Denali national Park lies in the heart of a curved mountain chain about 600 miles long, the Alaska Range. In the McKinley massif area, the range is about six miles wide and is aligned generally northeast to southwest. This is the highest part of the range with many peaks over 10,000 feet high. Elsewhere in the range, the mountains are mostly between 7000 to 9000 feet high.

The centerpiece of these high mountains is Denali, the highest peak in North America, at 20,320 feet. "Denali" means "the high one" in a local Athabascan dialect. Officially the mountain is still called Mt. McKinley and visitors from the lower 48 will know it as McKinley. However, to Alaskans the mountain is 'Denali'. In terms of vertical relief or elevation from base to summit, Denali is the tallest mountain in the world.

Denali consists primarily of a dome or pluton of granite. About 60 million years ago during the Paleocene epoch, semi-liquid magma intruded into the crust of the earth and slowly cooled underground to form the McKinley pluton. Another pluton formed approximately 38 million years ago and resulted in the formation of Denali's neighboring peaks. As the millennia went by, a sea covered the area where the park is today and deposited much sediment.

Later, a tropical forest covered the area resulting in the coal bearing formation which is mined near the park today. Eventually, geologic forces caused the land to rise and buckle resulting in the metamorphic rock or rock that has been transformed from one type of rock into another by heat or pressure, sequences found in the park today.

Very recently, about 5 million years ago, the Alaska Range began to be uplifted; it is one of the youngest mountain ranges on earth. With the uplift came erosion; the rock layers on top of the McKinley granite pluton were slowly taken away until the granite itself was exposed on the surface. The same is true for Denali's neighbor Mt. Foraker and other high peaks in the Alaska Range. Granite is a very hard, erosion-resistant material. It is also a little less dense than other rocks and therefore a little more buoyant, which is the reason for Denali to be lifted higher than any other mountain in North America.

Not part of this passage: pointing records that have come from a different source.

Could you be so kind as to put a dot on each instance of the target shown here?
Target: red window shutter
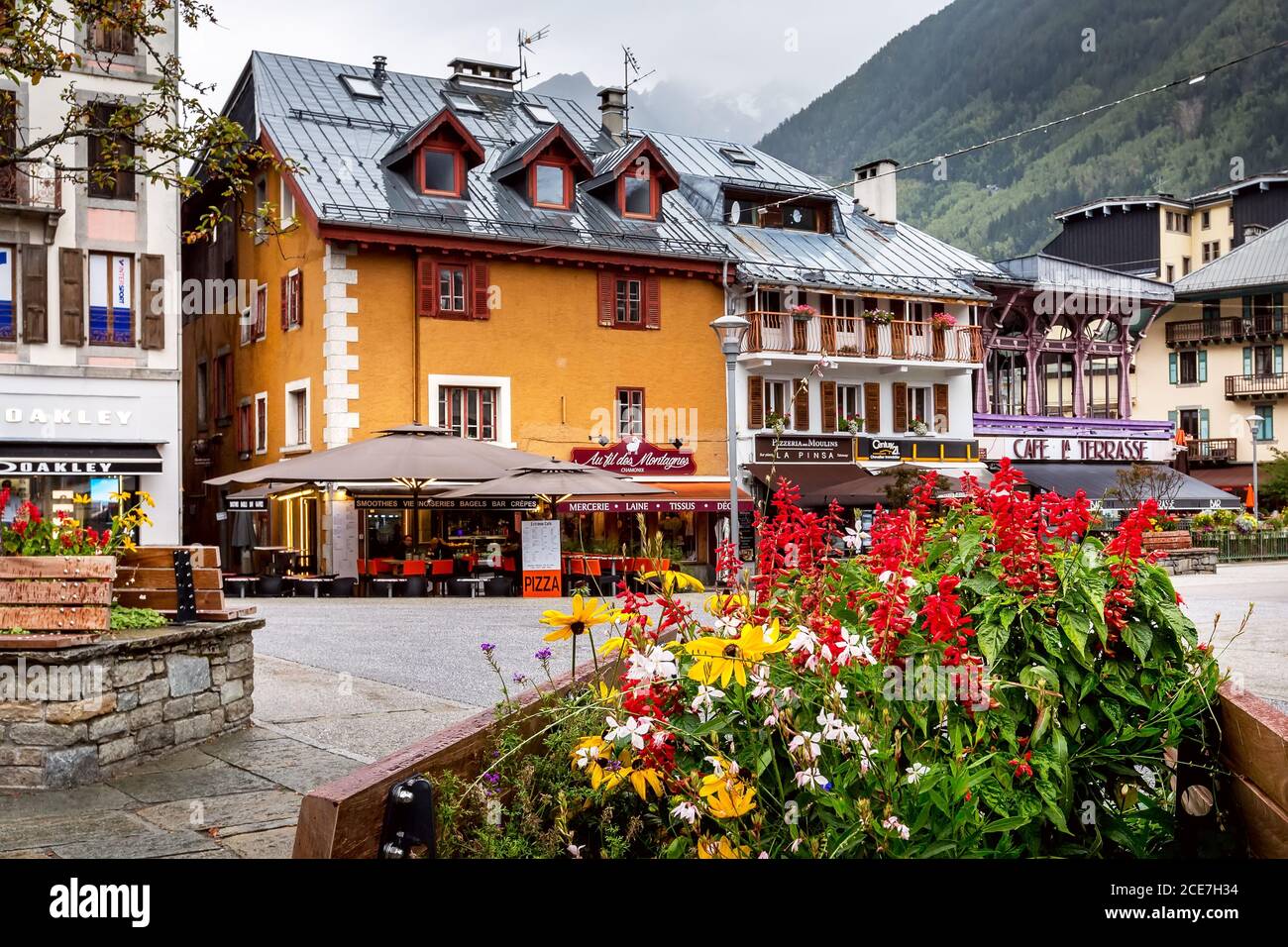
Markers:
(482, 287)
(755, 402)
(653, 302)
(426, 289)
(606, 299)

A major fault, the Denali fault also plays a role in the height of Denali. At the Denali Fault, lateral and vertical offset movement continues to occur as evidenced by many earthquakes in the region. The rocks on the south side of the fault have been raised many thousands of feet. The steep north face of Denali, known as the Wickersham Wall, rises 15,000 feet from its base, and is a result of this relatively recent movement. Also, the southern part of the plate slides to the west, the northern part to the east. Interestingly enough, when Denali first started to be uplifted it was located 200 miles to the east of its current location. In a few million years, these two parts of the plates slid 200 miles by each other.

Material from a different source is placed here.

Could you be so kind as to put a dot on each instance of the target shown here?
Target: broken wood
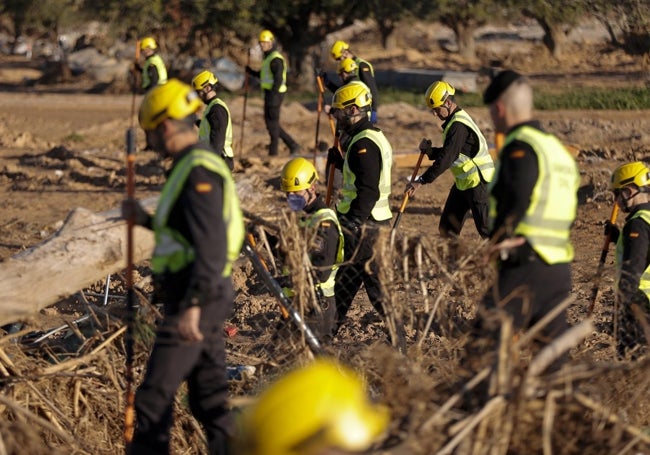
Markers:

The highest and most rugged peaks in Denali national Park, such as Denali, Mount Foraker, and Mount Hunter are carved from granite rocks. On the southeast side of Denali in the Sheldon Amphitheater and Great Gorge area enclosing the upper part of Ruth Glacier, great spires and walls of granite soar thousands of feet above the ice. The granite Cathedral Spires at the southwest end of the park in the Kichatna Mountains are the highest strand of vertical rock in North America.